Storage
This module provides both non-persistent and persistent storage and interpolation to be used by any module in Colossus.
Basics
There are two levels of storage: all stored fields are stored in dictionaries in memory. The data can be of any type, if persistent storage is used the data must be pickleable. The persistent storage can be turned on and off by the user, both generally and for each field individually.
Each “user” of the storage module receives their own storage space and a uniquely identifying hash code that can be used to detect changes that make it necessary to reset the storage, for example changes in physical parameters to a model. The code example below shows how to set up a storage user within a class:
from colossus.utils import storage
class DemoClass():
def __init__(self, some_parameter = 1.5):
self.some_parameter = some_parameter
self.su = storage.StorageUser('myModule', 'rw', self.getName, self.getHashableString,
self.reportChanges)
self.some_data = [2.6, 9.5]
self.su.storeObject('test_data', self.some_data, persistent = False)
return
def getName(self):
return 'MyModule'
def getHashableString(self):
param_string = 'MyModule_%.4f' % (self.some_parameter)
return param_string
def reportChanges(self):
print('Changes in this module detected, storage has been reset.')
return
def loadData(self):
data = self.su.getStoredObject('test_data')
return data
In the constructor, we have given the storage module pointers to three functions that return a
unique name for this module, a hashable string, and one that should be called when changes are
detected. The hashable string must change if the previously stored data is to be discarded upon a
parameter change. In the class above, we discard the field some_data
when a change in
some_parameter
is detected. The persistent
parameter determines whether this object will
be written to disk as part of a pickle and loaded next time the same user class (same name and
same hash code) is instantiated. Let us now try loading the data:
dc = DemoClass()
print(dc.loadData())
>>> [2.6, 9.5]
Let us now change some_parameter
. The data object is discarded and the load function returns
None
, indicating that no valid some_data
for the new hash string was found:
dc.some_parameter = 1.2
print(dc.loadData())
>>> 'Changes in this module detected, storage has been reset.'
>>> None
The storage module offers native support for interpolation tables. For example, if we have stored a table of variables x and y, we can get a spline interpolator for y(x) or even a reverse interpolator for x(y) by calling:
interp_y_of_x = su.getStoredObject('xy', interpolator = True)

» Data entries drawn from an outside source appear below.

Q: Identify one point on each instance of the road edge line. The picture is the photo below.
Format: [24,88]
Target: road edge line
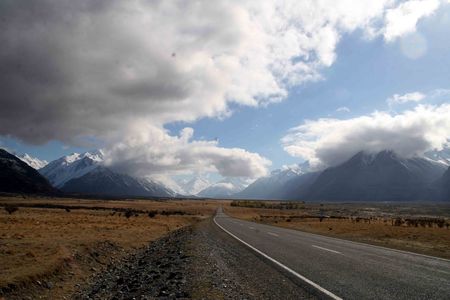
[303,278]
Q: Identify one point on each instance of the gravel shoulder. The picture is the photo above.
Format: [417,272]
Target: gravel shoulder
[199,262]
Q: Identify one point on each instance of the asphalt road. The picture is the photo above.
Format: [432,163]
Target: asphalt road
[343,269]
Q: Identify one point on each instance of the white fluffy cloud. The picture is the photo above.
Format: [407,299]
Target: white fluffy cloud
[326,142]
[408,97]
[77,70]
[403,19]
[343,109]
[154,152]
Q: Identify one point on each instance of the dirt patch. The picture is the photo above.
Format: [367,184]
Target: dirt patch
[46,252]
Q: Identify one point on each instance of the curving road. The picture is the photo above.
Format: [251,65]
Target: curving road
[343,269]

interp_x_of_y = su.getStoredObject('xy', interpolator = True, inverse = True)
where su
is a StorageUser
object. The
getStoredObject()
function returns None
if no object is
found.
Module reference
- class utils.storage.StorageUser(module, persistence, func_name, func_hashstring, func_changed)
A storage user object allows access to persistent and non-persistent storage.
- Parameters
- module: str
The name of the module to which this user belongs. This name determines the cache sub- directory where files will be stored.
- persistence: str
A combination of
'r'
and'w'
, e.g.'rw'
or''
, indicating whether the storage is read and/or written from and to disk.- func_name: function
A function that takes no parameters and returns the name of the user class.
- func_hashstring: function
A function that takes no parameters and returns a unique string identifying the user class and any of its properties that, if changed, should trigger a resetting of the storage. If the hash string changes, the storage is emptied.
- func_changed: function
A function that takes no parameters and will be called if the hash string has been found to have changed (see above).
Methods
Check whether the properties of the user class have changed.
getHash
()Get a unique string from the user class and convert it to a hash.
getStoredObject
(object_name[, interpolator, ...])Retrieve a stored object from memory or file.
Create a unique filename for this storage user.
Reset the storage arrays and load persistent storage from file.
storeObject
(object_name, object_data[, ...])Save an object in memory and/or file storage.
- getHash()
Get a unique string from the user class and convert it to a hash.
- Returns
- hash: str
A string that changes if the input string is changed, but can be much shorter than the input string.
- getUniqueFilename()
Create a unique filename for this storage user.
- Returns
- filename: str
A filename that is unique to this module, storage user name, and the properties of the user as encapsulated in its hashable string.
- checkForChangedHash()
Check whether the properties of the user class have changed.
- Returns
- has_changed: bool
Returns
True
if the hash has changed compared to the last stored hash.
- resetStorage()
Reset the storage arrays and load persistent storage from file.
- storeObject(object_name, object_data, persistent=True)
Save an object in memory and/or file storage.
The object is written to a dictionary in memory, and also to file if
persistent == True
(unless persistence does not contain'w'
).- Parameters
- object_name: str
The name of the object by which it can be retrieved later.
- object_data: any
The object; can be any picklable data type.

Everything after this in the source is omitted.